Читать «Зубы дракона. Мои 30-е годы» онлайн - страница 27

Майя Иосифовна Туровская

Quelle blague! Я вошла в кабинку, где якобы я должна была прочесть бюллетень и выбрать своего депутата в Верховный Совет – выбрать, значит, иметь выбор. Мы имели одно имя, заранее намеченное. В кабинке у меня сделался припадок смеха, как в детстве. Я не могла долго принять соответствующий вид.

Она и вообще была приметлива к черному юмору советской реальности. Мара (советского разлива сирота, ее приемыш), читая «Буратино», заметила: «Как это папа Карло не знает, где счастливая страна? Я думала, что все знают, что это СССР»; а в дни, когда выслали очередных ее друзей, Шапорина обратила внимание на заметку в «Вечерней Красной газете» «День птицы».

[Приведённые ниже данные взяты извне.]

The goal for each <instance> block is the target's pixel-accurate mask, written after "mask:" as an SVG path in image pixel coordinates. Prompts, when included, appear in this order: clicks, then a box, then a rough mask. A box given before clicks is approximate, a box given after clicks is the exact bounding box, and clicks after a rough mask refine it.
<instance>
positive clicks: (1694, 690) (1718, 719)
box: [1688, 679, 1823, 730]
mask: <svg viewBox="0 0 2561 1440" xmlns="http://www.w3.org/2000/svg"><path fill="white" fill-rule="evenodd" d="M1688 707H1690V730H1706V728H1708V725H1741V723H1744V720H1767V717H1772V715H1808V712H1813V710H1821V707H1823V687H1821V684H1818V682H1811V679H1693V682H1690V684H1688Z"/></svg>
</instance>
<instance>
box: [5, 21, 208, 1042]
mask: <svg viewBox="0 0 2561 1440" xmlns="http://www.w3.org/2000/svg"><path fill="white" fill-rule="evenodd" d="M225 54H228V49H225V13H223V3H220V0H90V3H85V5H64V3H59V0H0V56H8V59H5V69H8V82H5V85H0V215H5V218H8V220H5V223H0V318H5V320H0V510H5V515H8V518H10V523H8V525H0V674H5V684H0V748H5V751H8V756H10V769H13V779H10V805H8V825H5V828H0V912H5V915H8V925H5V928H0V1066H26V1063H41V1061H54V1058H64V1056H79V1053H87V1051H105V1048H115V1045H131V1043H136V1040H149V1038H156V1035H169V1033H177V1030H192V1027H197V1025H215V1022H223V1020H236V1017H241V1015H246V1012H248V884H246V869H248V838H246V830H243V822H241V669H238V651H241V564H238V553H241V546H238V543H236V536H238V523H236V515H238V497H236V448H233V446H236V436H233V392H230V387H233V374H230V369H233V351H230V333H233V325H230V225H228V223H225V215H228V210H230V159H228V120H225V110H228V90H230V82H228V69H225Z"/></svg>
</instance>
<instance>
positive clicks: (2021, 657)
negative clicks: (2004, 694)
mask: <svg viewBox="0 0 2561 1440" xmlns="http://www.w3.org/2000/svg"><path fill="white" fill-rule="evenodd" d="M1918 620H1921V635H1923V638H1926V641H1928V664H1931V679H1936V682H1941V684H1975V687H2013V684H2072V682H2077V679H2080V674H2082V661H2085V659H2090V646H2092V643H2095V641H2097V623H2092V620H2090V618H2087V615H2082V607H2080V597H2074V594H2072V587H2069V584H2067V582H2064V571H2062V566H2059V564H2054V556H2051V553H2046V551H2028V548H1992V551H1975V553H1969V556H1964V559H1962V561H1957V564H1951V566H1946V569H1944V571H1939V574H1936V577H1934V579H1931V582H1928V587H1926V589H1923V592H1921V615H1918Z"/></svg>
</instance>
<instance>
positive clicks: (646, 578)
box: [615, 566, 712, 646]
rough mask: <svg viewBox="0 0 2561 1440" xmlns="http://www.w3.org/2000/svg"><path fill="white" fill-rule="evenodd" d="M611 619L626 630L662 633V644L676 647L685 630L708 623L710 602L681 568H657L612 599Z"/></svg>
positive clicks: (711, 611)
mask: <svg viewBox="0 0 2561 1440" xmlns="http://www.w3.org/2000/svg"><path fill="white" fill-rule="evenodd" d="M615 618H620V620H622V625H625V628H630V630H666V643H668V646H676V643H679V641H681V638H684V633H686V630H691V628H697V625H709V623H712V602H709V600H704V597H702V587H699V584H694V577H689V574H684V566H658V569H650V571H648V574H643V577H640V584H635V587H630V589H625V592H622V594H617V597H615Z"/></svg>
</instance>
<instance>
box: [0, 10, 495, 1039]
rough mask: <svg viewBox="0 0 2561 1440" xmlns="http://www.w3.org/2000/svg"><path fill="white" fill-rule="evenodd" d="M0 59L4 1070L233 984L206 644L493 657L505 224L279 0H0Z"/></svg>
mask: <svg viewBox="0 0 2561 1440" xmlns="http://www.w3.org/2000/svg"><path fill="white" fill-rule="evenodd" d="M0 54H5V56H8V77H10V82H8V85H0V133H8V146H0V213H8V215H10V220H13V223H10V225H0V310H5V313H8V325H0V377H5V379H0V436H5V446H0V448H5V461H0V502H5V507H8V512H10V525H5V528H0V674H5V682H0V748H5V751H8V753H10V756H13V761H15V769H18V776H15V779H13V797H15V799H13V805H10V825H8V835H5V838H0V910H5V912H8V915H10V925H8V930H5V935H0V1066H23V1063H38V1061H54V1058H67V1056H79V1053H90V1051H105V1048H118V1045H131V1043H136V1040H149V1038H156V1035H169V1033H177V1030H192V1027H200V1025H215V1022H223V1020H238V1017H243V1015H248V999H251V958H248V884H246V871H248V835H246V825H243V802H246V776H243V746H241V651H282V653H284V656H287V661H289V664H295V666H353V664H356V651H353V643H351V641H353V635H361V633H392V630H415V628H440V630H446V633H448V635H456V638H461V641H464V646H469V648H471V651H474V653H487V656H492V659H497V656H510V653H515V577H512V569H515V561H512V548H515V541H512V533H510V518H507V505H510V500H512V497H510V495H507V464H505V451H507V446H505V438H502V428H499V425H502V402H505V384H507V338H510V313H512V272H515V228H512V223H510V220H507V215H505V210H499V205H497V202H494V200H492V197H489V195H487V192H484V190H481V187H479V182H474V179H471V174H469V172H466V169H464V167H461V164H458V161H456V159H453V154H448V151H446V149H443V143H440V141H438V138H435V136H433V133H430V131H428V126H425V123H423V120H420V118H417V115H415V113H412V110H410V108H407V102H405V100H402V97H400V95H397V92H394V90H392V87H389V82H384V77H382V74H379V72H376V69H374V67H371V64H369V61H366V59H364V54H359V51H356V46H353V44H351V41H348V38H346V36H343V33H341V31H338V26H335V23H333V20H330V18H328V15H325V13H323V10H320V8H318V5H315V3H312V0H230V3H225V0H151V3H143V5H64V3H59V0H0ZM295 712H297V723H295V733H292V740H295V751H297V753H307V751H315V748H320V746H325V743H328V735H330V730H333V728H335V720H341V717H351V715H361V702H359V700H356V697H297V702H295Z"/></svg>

В этот день все школьники, пионерские и комсомольские организации будут строить скворешники, чтобы прилетающие птицы находили себе готовый кров. Трогательно. А десятки тысяч людей… выброшены в буквальном смысле на улицу, гнезда разгромлены. А тут скворешники.

Л. В. Шапорина, 1940 год.

Теперь эти мемуары изданы полностью, они охватывают огромный период – с 20-х по 60-е годы.

Эта необходимость – совместить внутри одного человеческого хронотопа геноцид и «скворешники» – мучила наше воображение, когда мы с Юрой Ханютиным, задолго до встречи с Михаилом Роммом, задумывали «Обыкновенный фашизм». Мучил опыт собственного детства, пережитый, но не освоенный сознанием. То, что материал был чужой, немецкий, не казалось нам помехой. 30-е годы были эпохой «тоталитарного» эксперимента в довольно широком диапазоне, хотя и в разном, иногда скорее авторитарном, варианте. Пусть историки докапываются до причин – мы при этом жили. Разумеется, в документальном кино соответствующего материала было кот наплакал, фильм получился о другом.

Увы, опыты быстротекущей жизни в постсоветское время стерли для меня старый знак вопроса в этом месте. То, как незатейливо и просто поражение (пусть не военное) и связанный с ним комплекс неполноценности оборачиваются поисками врага, а рабская психология может перейти в психологию господства и подавления, стало доступно наблюдению невооруженным глазом. Но дневники 30-х дают возможность заглянуть хотя бы краешком в «поток сознания», которому впервые пришлось осваивать тоталитаризм как образ жизни.

10.10.37. У меня тошнота подступает к горлу, когда слышу спокойные рассказы: тот расстрелян, другой расстрелян, расстрелян, расстрелян. Это слово всегда в воздухе, резонирует в воздухе. Люди произносят эти слова совершенно спокойно, как сказали бы «пошел в театр». Я думаю, что реальное значение слова не доходит до нашего сознания – мы слышим только звук. Но внутренне не видим этих умирающих под пулями людей (Шапорина).